Android OSを搭載するコンパクトな短焦点プロジェクター「Xperia Touch」

 本体には短焦点レンズを搭載し、23インチから80インチの画面を壁やテーブルの上などに投写できる。特徴は赤外線センサーとカメラを内蔵し、プロジェクターが投写した画面に指先などで触れて操作ができること。タブレットを操作する感覚に近い。Andorid OS搭載なので、Google Playストアからゲームや動画配信サービスのアプリなどをダウンロードして楽しめる。最大10点のマルチタッチにも対応しており、家族などで並んで画面に触れ、一緒に操作できるところもいい。投写デバイスにはソニー独自開発のSXRDを採用。明るいランプが搭載されているので、レースカーテンを閉めた状態の薄暗い部屋なら十分に明るい画面が見られるはずだ。

赤外線センサーとカメラで指の動きをトレースする

 本体に32GBのメモリーを内蔵しており、ダウンロードしたアプリのコンテンツが再生できるほか、外部入力はHDMI端子を搭載。発売後のファームウエアのアップデートにより、スマホからのWi-Fiミラーリングに対応する予定。本体にスピーカーも内蔵する。

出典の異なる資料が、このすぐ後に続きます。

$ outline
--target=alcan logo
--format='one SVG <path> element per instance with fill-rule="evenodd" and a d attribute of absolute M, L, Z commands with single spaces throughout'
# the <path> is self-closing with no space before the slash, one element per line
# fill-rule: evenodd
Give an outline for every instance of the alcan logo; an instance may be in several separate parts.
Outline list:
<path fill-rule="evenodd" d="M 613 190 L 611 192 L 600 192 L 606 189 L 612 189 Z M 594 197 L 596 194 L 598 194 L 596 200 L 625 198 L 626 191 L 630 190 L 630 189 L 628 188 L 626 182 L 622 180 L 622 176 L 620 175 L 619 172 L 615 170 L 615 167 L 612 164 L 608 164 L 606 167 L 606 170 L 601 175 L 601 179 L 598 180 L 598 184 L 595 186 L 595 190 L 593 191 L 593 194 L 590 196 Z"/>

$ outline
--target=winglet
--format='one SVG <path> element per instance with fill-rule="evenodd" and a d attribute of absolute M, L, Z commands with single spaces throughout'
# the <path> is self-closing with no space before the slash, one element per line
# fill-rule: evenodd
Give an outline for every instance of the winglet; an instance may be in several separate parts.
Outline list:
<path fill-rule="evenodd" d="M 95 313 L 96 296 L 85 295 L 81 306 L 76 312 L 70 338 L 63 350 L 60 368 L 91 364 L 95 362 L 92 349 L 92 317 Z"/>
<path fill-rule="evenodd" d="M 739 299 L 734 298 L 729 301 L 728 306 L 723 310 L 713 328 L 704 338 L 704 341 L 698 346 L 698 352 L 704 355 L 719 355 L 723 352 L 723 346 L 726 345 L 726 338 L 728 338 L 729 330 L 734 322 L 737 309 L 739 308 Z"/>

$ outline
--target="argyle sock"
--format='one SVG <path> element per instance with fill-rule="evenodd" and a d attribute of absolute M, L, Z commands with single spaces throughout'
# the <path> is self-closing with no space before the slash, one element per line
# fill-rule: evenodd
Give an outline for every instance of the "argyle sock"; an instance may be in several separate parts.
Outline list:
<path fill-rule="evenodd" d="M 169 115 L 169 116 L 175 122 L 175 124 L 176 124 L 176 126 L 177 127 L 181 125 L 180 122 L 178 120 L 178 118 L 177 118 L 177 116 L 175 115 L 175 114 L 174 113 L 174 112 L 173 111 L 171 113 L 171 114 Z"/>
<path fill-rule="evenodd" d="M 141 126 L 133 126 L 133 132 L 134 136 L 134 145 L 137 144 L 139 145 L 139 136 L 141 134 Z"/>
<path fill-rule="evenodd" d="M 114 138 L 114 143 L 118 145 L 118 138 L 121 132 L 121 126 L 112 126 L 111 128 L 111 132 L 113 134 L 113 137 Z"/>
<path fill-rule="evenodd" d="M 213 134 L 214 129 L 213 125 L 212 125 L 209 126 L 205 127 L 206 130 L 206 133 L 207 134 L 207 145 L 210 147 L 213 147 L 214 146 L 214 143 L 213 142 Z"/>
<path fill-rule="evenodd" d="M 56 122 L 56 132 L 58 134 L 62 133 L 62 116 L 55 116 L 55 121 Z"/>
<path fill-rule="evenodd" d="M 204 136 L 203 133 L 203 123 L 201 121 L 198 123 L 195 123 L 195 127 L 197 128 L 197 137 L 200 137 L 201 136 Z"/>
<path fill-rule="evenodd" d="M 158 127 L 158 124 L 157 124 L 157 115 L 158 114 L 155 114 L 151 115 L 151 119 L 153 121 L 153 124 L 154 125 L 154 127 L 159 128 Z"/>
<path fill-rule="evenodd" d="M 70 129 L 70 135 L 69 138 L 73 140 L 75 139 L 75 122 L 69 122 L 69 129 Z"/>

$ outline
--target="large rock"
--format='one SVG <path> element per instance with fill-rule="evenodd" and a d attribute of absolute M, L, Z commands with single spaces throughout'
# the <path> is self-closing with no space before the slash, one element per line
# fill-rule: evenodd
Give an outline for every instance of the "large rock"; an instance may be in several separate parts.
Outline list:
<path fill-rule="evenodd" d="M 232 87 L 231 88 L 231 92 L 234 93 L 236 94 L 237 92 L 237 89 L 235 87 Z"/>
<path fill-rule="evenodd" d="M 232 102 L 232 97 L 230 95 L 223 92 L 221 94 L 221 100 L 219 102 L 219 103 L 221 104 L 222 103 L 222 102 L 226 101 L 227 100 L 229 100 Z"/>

電源はケーブルによる給電のほか、本体に内蔵するバッテリーで約1時間の投写が可能だ。

■外の音が聴ける開放型の「完全ワイヤレスヘッドセット」も登場

 もう一つの製品は、Xperia Earをベースに開発されたプロトタイプの「Xperia Ear Open-style」。その名前の通り、ステレオイヤホン部を開放型にして外の音が取り込めるところが特徴だ。こちらの発売時期は未定。会場にはデザインモックだけが展示されていた。

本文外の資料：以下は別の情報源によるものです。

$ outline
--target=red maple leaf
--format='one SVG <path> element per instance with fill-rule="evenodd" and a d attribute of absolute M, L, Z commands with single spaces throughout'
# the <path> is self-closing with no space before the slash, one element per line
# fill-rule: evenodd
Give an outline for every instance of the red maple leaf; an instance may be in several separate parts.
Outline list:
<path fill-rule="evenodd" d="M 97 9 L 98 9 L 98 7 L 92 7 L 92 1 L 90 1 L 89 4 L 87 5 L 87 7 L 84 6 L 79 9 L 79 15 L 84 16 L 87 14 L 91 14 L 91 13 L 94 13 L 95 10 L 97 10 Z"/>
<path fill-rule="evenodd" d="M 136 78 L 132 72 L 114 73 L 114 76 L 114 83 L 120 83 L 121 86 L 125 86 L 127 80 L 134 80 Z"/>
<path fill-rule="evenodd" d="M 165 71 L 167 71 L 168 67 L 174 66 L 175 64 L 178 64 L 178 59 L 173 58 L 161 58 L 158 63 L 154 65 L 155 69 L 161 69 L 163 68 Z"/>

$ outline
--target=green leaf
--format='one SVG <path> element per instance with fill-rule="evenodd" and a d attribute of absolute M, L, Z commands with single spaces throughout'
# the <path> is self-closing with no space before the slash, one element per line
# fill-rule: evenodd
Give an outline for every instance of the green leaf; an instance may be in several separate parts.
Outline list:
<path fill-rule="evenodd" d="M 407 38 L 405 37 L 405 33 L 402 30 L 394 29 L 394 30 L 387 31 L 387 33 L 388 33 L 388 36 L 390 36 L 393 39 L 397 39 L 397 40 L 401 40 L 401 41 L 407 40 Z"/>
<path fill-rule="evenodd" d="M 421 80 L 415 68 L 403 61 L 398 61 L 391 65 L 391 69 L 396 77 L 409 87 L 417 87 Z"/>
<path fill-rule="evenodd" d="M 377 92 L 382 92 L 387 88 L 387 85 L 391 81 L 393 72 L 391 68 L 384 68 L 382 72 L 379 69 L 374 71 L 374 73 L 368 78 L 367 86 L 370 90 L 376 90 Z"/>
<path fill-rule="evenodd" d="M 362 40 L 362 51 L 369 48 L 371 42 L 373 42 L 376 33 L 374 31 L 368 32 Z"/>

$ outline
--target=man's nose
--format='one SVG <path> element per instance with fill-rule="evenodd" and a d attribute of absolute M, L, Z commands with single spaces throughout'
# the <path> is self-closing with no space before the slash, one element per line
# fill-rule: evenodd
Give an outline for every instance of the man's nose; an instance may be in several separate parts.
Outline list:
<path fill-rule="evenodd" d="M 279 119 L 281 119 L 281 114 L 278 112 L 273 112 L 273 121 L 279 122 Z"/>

コンセプトモデルとして紹介された「Xperia Ear Open-style」

 ソニーモバイルで本機の商品企画を担当したスタッフによると、一般的な完全ワイヤレスイヤホンとの最大の違いは、Xperia Ear同様、スマホによるコミュニケーションをサポートするインテリジェントデバイスとして開発が進められている点だという。声、またはヘッドジェスチャーによる動作で、スマホに触れることなく、通話やメールの送受信、ウェブ検索などができるようになる。

カラーバリエーションも試作された

 一方で、Xperia Earとの大きな違いは左右の耳に装着するステレオ仕様である点。今回の発表時点では、対応するBluetoothのオーディオコーデックや本体が防水仕様になるのかといった情報は明らかにされなかったが、給電は専用のケース兼充電器に装着して行うスタイルになりそうだ。今後、詳細がオープンになれば、スマホユーザーだけでなく、ソニーブランドの完全ワイヤレスイヤホンを期待する音楽ファンからの注目を浴びることになりそうだ。